You might want to take a look at this
thread ... turbo lift cab depots Franz Joseph style (other than those for repair and maintenance) would be a waste of space
Okay, I read the entire thread (thanks for the link). Plenty of interesting theories there, but the idea that dedicated cabs "follow" key crew members is problematic. It might work in TNG times, but in TOS the ship does not "know" where individuals are. You can scan for life signs and try to pick out a Vulcan among Romulans, or eliminate heartbeats until you can deduce that Finney isn't dead, for example, but the ship does not "know" the wherabouts of the captain until he punches an intercom panel or something. (And even then, it still might not. I don't recall any evidence of the ship's computers maintaining this kind of information, and in fact that plural — computer
s— reminds me that in the 1960s TOS, there really isn't even a concept of a "central brain" running the ship; that concept would have to wait for TNG and audience familiarity with networked computing.)
Anyway, maybe I'm missing something here, but I don't see how avoiding cab depots saves any space, really. If you don't have "spurs" or garages or some other dedicated space that's not needed for actual cab routing, then the alternative would seem to be the idea that all shafts are double- or triple-wide to allow cabs to "pass" each other — and that seems
massively more space-wasteful to me than a few depots sprinkled here and there.
The fact that we never see anybody waiting for a cab — turbolifts open instantly 99.9% of the time — suggests that the number of cabs at least equals the number of termini (or the number of
routinely-used termini; you probably don't need predictive, instantaneous cab availability when leaving the Christmas ornament storage lockers). Now, possibly the ship could continuously monitor life-signs and only maintain ready cabs at termini in sections that are actually occupied; but based on the typical hustle-and-bustle activity depicted aboard the
Enterprise, it seems safe to conclude that the majority of sections are usually occupied anyway.
In addition to the baseline number of cabs presumably being somewhere around the number of termini, we need extras to account for peak usage (shift changes, battle-stations calls, evacuations...), maintenance downtime, decommissioning, battle damage, etc. Surely the total number must then
exceed the number of termini; and all those cabs need to park somewhere.

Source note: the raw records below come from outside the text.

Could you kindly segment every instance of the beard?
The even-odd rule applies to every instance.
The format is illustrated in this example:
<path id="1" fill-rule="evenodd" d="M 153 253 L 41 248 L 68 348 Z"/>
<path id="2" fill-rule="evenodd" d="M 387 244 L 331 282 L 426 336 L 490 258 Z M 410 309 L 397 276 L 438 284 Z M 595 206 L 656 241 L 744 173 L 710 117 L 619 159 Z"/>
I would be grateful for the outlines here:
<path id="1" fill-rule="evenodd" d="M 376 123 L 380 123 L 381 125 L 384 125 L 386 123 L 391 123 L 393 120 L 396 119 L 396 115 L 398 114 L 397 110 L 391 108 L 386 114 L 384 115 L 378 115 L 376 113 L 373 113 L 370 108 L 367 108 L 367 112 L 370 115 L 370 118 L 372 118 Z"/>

If where they park is defined as opportunistically "anywhere" in the shaft network that makes sense at the current moment, then this means the entire network needs to be constructed with major redundancy to accommodate passing, rerouting,
and parking. I recognize that this still could very well be the best answer; but it sounds far less space-efficient than a small number of dedicated garages where cabs can be packed together out of the flow of traffic. And is it even feasible to implement your deck plans with double-wide shafts everywhere?
Every time a cab leaves a terminus, another cab needs to replace it (and promptly, as in the Lazarus-followed-by-redshirt example). Where does this replacement cab come from? We can't just steal it from the next-closest terminus; that only creates a cascading vacancy effect that is wasteful of energy, increases the number of cabs in motion at any time, and complicates overall network logistics. Far simpler to deploy a replacement from the depot nearest the departure point, while sending the evacuated cab from the destination point to its nearest depot.
Of course, whenever possible, for efficiency's sake the routing algorithm will try to take advantage of localized "ionic" relationships, or complementary needs, where one terminus must get rid of an empty cab and another needs a replacement, and a reasonably short path exists between them that will not impact other occupied cabs in transit. But that's an ideal case, not the norm: the baseline algorithm will need to be able to count on always having a place to dump a cab that needs to be gotten rid of, and another place from which to fill an empty terminus immediately. If we don't have garages or double-wide tubes, then what's the alternative?
One way or the other, the network needs more space than just the baseline pathways, don't you think?